Davis Love III, Lucas Glover and Billy Andrade are knotted in fifth place at minus-3.
The difficult Quail Hollow layout proved tricky once again on Thursday, with just 32 of the 155 players who teed off breaking par. There are 15 players within two of the four leaders.
Furyk, who lost in a playoff to Vijay Singh last year, started his opening round on the back nine at Quail Hollow. He tallied birdies at the 10th and 18th holes, but the 2003 U.S. Open champion surged up the leaderboard with his play on the front nine.
He birdied the third and fifth holes to get to 4 under, but was one behind Sabbatini at the time. Furyk drained a 10-footer for birdie at the eighth to join Sabbatini at minus-5.
The par-4 ninth proved to be trouble for Furyk, the seventh-ranked golfer in the world. Sabbatini bogeyed the hole before Furyk, who then drove into a right fairway bunker. His approach landed in a greenside trap and the best he could do was blast out to 24 feet. Furyk's par try missed, but he tapped in for a bogey and a share of the lead.
'I'll take it either way. It's 68. I think that's pretty interesting,' said Furyk. ' It's a very good, difficult golf course. It's demanding, and you really have to pretty much have all aspects of your game in good shape to play well here.'
Sabbatini, who is fifth on the PGA TOUR money list, mixed four birdies and two bogeys on his opening nine, the back side at Quail Hollow. He was the first player to reach 5 under par with birdies at two, five and seven, but problems were ahead.
At the ninth, Sabbatini drove into the trees and could not reach the green with his second shot. He hit a solid third shot 11 feet past the flag, but the South African missed the putt to fall into the logjam.
'Three weeks off so I was a little rusty out there today but managed to hang in there and played pretty solid golf the whole way,' said Sabbatini. 'I limited my mistakes to a severe minimum.'
Immelman, a South African, began on the back nine, and tallied two bogeys and two birdies. His biggest problem came at the par-4 14th when he drove in the rough, then his approach hopped into the water. Immelman made double bogey to make the turn at 2-over-par 38.
The second nine was a completely different story for Immelman. He knocked his approach to 5 feet to set up birdie at the first. The South African recorded back-to-back birdies from the third, both inside 10 feet, then did it again from the sixth.

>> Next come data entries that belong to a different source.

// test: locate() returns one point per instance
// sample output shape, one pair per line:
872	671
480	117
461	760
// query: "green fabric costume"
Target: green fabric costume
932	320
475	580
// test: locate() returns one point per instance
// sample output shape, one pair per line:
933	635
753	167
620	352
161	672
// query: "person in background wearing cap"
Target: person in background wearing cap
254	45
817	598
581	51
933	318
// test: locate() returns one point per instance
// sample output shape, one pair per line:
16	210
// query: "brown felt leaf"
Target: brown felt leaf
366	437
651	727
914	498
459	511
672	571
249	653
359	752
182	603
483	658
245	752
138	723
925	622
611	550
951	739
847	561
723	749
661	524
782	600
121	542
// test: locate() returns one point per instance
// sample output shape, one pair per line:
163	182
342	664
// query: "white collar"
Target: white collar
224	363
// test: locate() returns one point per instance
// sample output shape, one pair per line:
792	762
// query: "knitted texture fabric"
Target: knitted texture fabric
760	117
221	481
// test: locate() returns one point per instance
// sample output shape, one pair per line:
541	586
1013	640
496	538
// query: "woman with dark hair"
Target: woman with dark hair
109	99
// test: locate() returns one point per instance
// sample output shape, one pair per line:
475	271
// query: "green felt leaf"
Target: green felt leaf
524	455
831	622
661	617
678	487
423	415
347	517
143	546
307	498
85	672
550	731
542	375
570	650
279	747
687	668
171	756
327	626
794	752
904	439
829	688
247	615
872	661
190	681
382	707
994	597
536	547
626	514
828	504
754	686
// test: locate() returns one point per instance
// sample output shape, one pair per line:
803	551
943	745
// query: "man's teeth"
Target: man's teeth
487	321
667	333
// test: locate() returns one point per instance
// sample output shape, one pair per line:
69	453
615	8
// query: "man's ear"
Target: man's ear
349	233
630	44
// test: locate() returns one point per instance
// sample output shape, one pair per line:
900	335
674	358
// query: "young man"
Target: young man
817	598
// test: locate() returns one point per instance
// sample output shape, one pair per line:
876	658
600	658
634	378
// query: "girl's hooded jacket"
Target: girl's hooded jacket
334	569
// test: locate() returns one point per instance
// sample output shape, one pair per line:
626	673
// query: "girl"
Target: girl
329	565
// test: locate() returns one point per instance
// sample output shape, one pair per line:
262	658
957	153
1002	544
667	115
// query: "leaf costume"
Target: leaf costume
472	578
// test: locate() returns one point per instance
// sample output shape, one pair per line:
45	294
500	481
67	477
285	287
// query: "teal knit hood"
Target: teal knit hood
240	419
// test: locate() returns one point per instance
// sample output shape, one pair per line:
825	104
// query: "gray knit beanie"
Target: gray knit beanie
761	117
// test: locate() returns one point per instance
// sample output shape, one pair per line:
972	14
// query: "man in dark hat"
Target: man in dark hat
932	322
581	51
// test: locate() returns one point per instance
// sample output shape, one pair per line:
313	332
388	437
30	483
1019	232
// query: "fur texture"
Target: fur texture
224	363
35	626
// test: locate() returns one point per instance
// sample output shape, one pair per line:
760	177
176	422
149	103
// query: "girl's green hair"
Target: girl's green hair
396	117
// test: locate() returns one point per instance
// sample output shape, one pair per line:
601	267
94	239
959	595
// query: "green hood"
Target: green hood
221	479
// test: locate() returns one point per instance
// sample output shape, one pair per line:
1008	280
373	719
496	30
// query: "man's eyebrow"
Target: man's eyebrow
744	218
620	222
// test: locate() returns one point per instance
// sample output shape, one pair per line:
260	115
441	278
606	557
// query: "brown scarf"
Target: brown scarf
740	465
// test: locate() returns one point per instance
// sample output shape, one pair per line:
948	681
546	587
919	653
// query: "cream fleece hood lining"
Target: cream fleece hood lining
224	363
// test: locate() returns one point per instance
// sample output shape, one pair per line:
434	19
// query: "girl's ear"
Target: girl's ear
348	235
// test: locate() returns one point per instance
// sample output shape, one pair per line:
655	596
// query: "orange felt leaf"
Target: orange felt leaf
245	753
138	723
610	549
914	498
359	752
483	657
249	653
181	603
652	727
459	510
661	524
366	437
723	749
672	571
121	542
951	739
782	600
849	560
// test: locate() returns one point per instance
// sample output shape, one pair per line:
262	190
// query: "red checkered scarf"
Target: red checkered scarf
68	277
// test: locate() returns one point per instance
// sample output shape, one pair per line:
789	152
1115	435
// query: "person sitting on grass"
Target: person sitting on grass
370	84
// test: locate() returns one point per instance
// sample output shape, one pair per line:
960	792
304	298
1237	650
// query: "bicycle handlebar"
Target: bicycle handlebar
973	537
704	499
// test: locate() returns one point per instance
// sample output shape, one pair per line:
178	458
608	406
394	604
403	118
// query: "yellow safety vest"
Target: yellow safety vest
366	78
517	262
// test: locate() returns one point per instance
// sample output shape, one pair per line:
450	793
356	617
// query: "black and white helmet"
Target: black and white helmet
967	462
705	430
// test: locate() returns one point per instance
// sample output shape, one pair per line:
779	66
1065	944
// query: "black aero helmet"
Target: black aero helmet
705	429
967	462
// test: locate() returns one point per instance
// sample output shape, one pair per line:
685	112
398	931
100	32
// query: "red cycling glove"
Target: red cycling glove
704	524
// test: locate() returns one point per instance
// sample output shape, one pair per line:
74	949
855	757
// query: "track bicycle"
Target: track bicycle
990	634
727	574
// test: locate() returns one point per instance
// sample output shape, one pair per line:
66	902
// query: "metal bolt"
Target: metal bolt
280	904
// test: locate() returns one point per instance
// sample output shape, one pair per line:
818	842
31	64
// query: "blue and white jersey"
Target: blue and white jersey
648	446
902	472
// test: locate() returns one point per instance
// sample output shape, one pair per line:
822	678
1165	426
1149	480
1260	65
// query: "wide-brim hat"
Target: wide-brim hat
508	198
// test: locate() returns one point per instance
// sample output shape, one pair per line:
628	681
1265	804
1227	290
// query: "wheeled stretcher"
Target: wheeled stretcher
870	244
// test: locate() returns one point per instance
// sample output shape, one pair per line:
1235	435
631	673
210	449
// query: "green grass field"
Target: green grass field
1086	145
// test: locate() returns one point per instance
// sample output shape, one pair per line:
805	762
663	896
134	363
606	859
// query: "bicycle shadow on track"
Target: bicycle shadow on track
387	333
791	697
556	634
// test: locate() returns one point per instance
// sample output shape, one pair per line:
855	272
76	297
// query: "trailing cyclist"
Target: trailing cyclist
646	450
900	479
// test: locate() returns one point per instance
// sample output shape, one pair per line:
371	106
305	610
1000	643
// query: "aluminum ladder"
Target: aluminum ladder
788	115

At the par-4 ninth, Immelman hit a 6-iron to 4 feet and cashed in the birdie try. All tallied, it was six birdies in his final nine holes that gave Immelman a piece of the lead.
'I just caught some momentum there on that nine holes and it was nice to convert all my chances,' said Immelman, who is winless on the PGA TOUR. 'There's a premium on hitting the ball in the fairway and from there, you can take advantage of a couple of holes.'
Haas, who was born in the Charlotte area, teed off on the 10th and his front nine was horrible. He made bogey from the fairway at the 12th, and drove under a tree at the 15th. Haas made those two bogeys and made the turn at plus-2.
Like Immelman, the second nine was what put him atop the leaderboard. He tapped in a short birdie putt at the second, eagled the par-5 fifth, and recorded three birdies in a row to close his round.
Haas has struggled so far this season on the PGA TOUR. He has made only six cuts in 11 starts with his best finish a tie for 15th last week in New Orleans.
'It's only a 68. It's only 4 under,' acknowledged Haas, whose father Jay and brother Jay Jr. are also in the field this week. 'If it was 64 coming off the year I've had, that might surprise me a little bit.'
Defending champion Vijay Singh, Phil Mickelson -- who owns the last two major titles -- and Ernie Els, playing here this week for the first time, highlight a group at 1-under-par 71.